Wicepremier przekonuje, że w rządowych zmianach w sądownictwie chodzi o to, żeby "nie dopuścić do anarchii w państwie". Polityk zapewnił, że nie ma problemu z opublikowaniem list poparcia do KRS. Odniósł się też do sytuacji w PO.
- Ustawy sądowe były konieczne, aby chronić obywateli i nie dopuścić do anarchii w państwie. Porozumienie w Senacie zgłosiło kilkanaście poprawek, a opozycja nie była zainteresowana, żeby nad tym pracować, bo nie chodziło o poprawienie ustawy, obronę Konstytucji czy praworządności, tylko o eskalację konfliktu. Dla opozycji to wojna o władzę - mówił na antenie RMF FM Jarosław Gowin.
Wicepremier przyznał, że potrzeba więcej dialogu między środowiskiem sędziowskim a obozem rządzącym. - Dalsza eskalacja nie służy nikomu z nas ani sędziom, ani obywatelom - stwierdził. Polityk przypomniał, że gdy był ministrem sprawiedliwości prowadził dialog z sędziami, ale skończyło się to jak obecnie, czyli protestami ze strony środowiska, które było "oporne na zmiany".

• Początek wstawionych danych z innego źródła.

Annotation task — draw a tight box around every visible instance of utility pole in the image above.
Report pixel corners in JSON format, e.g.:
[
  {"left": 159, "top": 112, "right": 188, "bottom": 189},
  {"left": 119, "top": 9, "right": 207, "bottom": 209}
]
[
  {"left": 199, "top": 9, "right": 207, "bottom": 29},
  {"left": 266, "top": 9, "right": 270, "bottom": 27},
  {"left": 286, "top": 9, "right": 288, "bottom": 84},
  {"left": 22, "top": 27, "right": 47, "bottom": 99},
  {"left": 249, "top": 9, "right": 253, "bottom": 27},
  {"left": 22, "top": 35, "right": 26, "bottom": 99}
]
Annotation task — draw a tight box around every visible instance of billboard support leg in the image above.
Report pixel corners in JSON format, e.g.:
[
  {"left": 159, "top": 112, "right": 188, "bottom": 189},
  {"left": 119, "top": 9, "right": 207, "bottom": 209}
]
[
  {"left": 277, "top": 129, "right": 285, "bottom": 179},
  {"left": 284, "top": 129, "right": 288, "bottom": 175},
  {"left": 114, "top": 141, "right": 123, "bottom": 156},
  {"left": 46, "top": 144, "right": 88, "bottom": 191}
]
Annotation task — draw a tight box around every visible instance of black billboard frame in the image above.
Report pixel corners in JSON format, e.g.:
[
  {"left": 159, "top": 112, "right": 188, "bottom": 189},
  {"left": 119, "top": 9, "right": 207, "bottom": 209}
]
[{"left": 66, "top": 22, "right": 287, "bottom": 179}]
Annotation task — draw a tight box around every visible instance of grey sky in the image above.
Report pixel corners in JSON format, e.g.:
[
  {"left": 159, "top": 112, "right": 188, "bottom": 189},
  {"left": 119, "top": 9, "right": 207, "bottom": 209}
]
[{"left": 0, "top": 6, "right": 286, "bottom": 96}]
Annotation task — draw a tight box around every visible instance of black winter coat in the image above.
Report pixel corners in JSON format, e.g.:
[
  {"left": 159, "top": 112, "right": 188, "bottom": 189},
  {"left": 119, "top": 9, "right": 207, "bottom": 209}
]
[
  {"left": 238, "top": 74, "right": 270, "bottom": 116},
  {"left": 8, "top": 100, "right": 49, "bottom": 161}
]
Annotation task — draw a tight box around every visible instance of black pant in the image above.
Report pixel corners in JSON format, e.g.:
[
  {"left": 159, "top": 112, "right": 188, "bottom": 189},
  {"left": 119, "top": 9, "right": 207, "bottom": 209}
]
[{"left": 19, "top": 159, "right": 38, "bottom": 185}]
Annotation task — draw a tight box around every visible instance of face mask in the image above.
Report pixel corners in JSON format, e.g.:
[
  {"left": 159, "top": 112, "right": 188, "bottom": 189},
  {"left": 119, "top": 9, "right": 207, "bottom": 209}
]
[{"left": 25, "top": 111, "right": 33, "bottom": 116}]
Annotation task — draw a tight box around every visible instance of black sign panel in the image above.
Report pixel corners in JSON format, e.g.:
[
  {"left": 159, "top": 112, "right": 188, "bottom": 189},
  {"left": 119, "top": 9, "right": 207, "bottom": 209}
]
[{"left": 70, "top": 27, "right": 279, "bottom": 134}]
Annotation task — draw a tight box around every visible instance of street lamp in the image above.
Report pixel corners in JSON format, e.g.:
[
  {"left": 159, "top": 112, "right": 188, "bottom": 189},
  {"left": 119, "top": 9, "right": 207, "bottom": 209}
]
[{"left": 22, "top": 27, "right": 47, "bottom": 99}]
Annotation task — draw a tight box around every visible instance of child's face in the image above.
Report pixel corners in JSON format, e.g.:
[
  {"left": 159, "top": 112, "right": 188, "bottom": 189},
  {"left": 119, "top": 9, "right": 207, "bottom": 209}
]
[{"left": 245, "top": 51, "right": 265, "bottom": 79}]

Przeczytaj: "Good cop" i "bad cop", czyli jak obóz władzy gra skrzydłami ws. sądów. "Gowin neutralizuje Ziobrę"
- My, przedstawiciele rządu nie mamy żadnego wpływu na decyzję Kancelarii Sejmu o nieupublicznianiu list poparcia do Krajowej Rady Sądownictwa. Z mojego punktu widzenia nic nie stoi na przeszkodzie, aby te listy zostały okazane. Zapewne wcześnie czy później, być może już wkrótce, będą jawne - kontynuował minister nauki i szkolnictwa wyższego.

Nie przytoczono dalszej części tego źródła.